Hi all. I'm so glad I stumbled upon this website. My fiancee' and I are planning on a Halloween Wedding...actually Devils night. We are broke, so decided to have the wedding in our backyard. We are turning our house into a spooky, haunt. We are excited and have a lot to do. We have already started transforming our house. I am unable to work, so while my man is at work, I'm at home, going crazy with the paper mache. We have a few tricks up our sleeves, but I would love to hear ideas and tips from everyone.


----------



## fick209 (Aug 31, 2009)

Welcome to the forum, and congratulations on the upcoming wedding!


----------



## Haunted Bayou (Feb 16, 2007)

Welcome to HauntForum.

We love to make our own props. What are you working on right now?
I am not a paper mache person but we have several members who are great at it.


----------



## Evil Queen (Mar 8, 2008)




----------



## Frighteners Entertainment (Jan 24, 2006)

welcome


----------



## Haunted Spider (Sep 6, 2010)

Welcome to the forums. 

For help with the wedding, begin by looking at the bottom of this page as there are usually links that have the key words from your post in them. Then you can use the search function for wedding at the top right of the screen. 

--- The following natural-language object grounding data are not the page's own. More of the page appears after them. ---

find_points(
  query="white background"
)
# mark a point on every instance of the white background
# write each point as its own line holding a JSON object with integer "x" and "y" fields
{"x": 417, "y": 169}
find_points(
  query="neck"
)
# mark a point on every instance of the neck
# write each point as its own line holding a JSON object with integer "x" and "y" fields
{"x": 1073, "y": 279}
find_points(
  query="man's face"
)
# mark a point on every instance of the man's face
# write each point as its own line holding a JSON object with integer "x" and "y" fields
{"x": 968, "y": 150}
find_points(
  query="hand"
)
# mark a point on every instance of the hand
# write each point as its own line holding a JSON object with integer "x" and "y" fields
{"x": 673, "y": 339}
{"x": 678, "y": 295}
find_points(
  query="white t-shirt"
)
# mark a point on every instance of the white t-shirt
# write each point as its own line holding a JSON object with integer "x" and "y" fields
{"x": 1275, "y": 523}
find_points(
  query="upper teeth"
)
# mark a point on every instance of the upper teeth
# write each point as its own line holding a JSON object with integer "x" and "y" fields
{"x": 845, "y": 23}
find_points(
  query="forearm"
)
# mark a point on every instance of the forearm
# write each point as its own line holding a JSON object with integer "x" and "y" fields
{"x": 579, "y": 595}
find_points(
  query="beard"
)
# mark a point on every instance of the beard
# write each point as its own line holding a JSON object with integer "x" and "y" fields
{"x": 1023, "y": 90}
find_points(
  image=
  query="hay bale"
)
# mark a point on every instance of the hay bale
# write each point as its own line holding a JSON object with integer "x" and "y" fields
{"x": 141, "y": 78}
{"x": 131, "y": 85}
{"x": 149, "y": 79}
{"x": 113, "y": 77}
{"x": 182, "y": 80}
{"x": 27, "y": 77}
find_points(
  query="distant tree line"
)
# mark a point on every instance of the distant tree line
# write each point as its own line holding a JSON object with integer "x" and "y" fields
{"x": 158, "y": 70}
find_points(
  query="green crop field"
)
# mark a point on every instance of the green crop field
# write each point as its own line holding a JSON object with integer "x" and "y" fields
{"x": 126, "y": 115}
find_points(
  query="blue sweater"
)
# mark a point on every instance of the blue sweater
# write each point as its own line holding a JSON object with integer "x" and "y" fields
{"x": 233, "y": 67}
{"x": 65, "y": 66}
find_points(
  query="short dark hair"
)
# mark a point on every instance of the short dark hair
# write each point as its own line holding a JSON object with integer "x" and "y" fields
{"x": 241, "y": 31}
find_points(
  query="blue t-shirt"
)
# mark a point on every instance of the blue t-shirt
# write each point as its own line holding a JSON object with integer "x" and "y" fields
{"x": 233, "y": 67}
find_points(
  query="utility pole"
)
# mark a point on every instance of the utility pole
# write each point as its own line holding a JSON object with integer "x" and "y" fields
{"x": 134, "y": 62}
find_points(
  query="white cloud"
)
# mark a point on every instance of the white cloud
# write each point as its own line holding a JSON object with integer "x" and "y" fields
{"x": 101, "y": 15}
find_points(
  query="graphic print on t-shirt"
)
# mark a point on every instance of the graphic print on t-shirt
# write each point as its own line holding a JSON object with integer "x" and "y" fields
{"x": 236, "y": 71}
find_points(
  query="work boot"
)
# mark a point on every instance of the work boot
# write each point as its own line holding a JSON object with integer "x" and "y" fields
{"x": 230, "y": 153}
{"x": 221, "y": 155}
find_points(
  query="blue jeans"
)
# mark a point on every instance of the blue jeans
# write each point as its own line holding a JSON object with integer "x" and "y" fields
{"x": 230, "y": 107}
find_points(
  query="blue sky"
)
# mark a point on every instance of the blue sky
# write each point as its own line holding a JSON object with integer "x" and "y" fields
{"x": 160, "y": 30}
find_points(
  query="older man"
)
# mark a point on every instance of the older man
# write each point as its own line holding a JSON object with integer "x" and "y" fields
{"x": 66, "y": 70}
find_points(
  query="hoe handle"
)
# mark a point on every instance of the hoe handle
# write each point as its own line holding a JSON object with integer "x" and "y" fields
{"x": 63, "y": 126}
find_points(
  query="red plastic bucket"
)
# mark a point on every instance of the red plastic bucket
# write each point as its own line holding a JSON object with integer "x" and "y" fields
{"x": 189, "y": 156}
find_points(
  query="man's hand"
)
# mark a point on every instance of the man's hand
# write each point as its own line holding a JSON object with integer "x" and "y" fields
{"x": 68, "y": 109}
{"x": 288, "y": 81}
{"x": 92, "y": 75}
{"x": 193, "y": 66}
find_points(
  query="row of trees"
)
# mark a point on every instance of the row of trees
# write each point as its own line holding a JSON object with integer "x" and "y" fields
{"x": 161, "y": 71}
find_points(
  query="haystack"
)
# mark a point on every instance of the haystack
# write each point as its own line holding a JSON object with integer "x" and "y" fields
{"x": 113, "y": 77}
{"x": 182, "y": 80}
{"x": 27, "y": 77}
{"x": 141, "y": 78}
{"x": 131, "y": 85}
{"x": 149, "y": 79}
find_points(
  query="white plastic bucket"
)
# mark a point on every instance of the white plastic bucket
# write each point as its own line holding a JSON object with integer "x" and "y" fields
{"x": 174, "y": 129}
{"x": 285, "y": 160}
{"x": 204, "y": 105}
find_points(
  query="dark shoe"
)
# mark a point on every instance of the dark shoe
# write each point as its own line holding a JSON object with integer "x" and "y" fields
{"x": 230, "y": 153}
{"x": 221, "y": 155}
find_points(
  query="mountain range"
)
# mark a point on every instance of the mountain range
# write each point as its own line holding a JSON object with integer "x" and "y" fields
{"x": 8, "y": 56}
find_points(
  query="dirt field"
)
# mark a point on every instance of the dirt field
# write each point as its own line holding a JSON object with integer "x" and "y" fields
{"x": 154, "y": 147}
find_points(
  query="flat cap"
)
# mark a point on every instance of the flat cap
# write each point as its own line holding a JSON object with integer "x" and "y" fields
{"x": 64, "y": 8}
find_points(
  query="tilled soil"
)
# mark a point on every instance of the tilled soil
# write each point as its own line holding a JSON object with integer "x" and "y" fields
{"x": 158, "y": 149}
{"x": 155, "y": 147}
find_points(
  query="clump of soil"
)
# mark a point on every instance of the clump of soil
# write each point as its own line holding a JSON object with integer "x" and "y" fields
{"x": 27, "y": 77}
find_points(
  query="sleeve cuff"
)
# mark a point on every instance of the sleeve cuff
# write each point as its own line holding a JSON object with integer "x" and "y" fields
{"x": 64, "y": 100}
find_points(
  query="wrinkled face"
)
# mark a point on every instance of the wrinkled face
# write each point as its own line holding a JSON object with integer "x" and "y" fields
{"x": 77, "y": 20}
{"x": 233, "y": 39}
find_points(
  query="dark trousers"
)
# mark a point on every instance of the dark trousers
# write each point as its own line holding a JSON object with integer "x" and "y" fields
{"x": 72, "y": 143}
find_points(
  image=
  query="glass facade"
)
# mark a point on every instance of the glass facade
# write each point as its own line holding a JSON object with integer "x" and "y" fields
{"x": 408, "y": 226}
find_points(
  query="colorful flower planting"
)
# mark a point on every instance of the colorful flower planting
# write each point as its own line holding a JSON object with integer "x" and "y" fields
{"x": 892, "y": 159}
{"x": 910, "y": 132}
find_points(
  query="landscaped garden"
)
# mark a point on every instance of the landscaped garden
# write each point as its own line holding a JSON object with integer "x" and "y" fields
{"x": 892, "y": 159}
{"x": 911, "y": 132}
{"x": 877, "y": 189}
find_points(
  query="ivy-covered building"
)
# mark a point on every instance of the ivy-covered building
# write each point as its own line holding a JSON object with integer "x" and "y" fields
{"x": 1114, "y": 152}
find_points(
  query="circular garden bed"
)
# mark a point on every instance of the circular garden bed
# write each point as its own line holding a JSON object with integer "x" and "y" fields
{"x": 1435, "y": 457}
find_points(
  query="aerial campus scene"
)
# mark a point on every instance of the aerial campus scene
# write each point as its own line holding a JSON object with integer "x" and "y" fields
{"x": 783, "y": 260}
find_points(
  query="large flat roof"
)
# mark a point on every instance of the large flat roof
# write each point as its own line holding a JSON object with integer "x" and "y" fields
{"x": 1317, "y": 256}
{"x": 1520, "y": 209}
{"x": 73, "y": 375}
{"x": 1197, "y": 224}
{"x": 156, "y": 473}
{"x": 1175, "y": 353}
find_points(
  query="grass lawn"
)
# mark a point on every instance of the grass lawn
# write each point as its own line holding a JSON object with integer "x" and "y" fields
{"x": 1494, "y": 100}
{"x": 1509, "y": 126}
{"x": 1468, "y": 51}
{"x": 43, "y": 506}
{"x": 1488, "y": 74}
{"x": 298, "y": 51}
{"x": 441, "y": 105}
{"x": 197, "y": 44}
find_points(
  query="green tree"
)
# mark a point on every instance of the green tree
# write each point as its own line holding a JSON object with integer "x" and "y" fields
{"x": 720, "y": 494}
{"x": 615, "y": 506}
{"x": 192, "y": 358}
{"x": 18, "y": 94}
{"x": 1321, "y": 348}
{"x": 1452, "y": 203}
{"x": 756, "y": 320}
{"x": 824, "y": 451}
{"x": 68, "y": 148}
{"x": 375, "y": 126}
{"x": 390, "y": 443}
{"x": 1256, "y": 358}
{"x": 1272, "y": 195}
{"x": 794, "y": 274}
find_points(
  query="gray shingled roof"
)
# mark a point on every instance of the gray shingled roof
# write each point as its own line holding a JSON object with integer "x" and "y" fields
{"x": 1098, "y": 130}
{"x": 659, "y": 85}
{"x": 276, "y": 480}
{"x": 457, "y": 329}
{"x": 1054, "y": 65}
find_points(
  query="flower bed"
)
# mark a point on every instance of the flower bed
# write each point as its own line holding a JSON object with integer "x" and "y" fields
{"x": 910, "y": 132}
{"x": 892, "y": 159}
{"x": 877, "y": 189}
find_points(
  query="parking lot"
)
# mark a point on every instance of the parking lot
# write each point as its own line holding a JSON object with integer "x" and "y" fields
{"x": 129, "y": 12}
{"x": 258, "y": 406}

On the album page, you can scroll through there looking for props people have made, and I believe search that as well. 

Best of luck to you.


----------



## Lunatic (Oct 3, 2006)

Welcome Scaricatladi! I think some fog in your yard would be nice! Congratulations and good luck!


----------



## Dark Angel 27 (Sep 11, 2008)

Congrats on the upcomming wedding! I know there has to be at least one or two other Halloween brides on this site! we'll be happy to help however we can!


----------



## Scaricatladi (Sep 27, 2010)

Thanks for all the replies and advice. Looking through the forum.
Right now I'm working on making skulls, a spider, over sized witch hats and gauze goulies. We are on a tight budget, so most from here has to be home made. We did get lucky and got a couple of hazers, cheap, on craigslist. Our friend has gotten ordained (from the church of beer) and is marrying us. We still need tables and chairs and food ideas. Thanks everyone!


----------



## Spooky1 (Aug 25, 2008)

Welcome to the forum and congrats on the coming wedding. Good luck with the party prep.


----------



## Howlinmadjack (Jul 20, 2009)

Welcome to the S.C.Lady!! If you need any advice on paper mache props, just send me a pm, and I'll try to give you a hand. Most of my props are mache and it's my prefered medium.


----------



## Death's Door (Mar 22, 2006)

Hello and congrats on your upcoming wedding.


----------



## scareme (Aug 29, 2006)

Welcome and congrats on your wedding. Do you have a dollar tree in your area. There was another member here that had a halloween wedding and he used alot of the crows for his decorations. And I know they have tombstones. You seem to get more for your dollar there. When my sister was married, my mom was able to borrow tables and chairs from a local youth center a neighbor volunteered at. Check around with friends and family to see if they have places they can borrow from. For food Ideas check the Party Ideas and Recipes. Good luck with your wedding, and keep us informed on how it's going.


----------



## PirateLady (Jul 23, 2010)

Welcome to the forum and congrats on the wedding...


----------



## morbidmike (Sep 11, 2009)

welcome and congrats


----------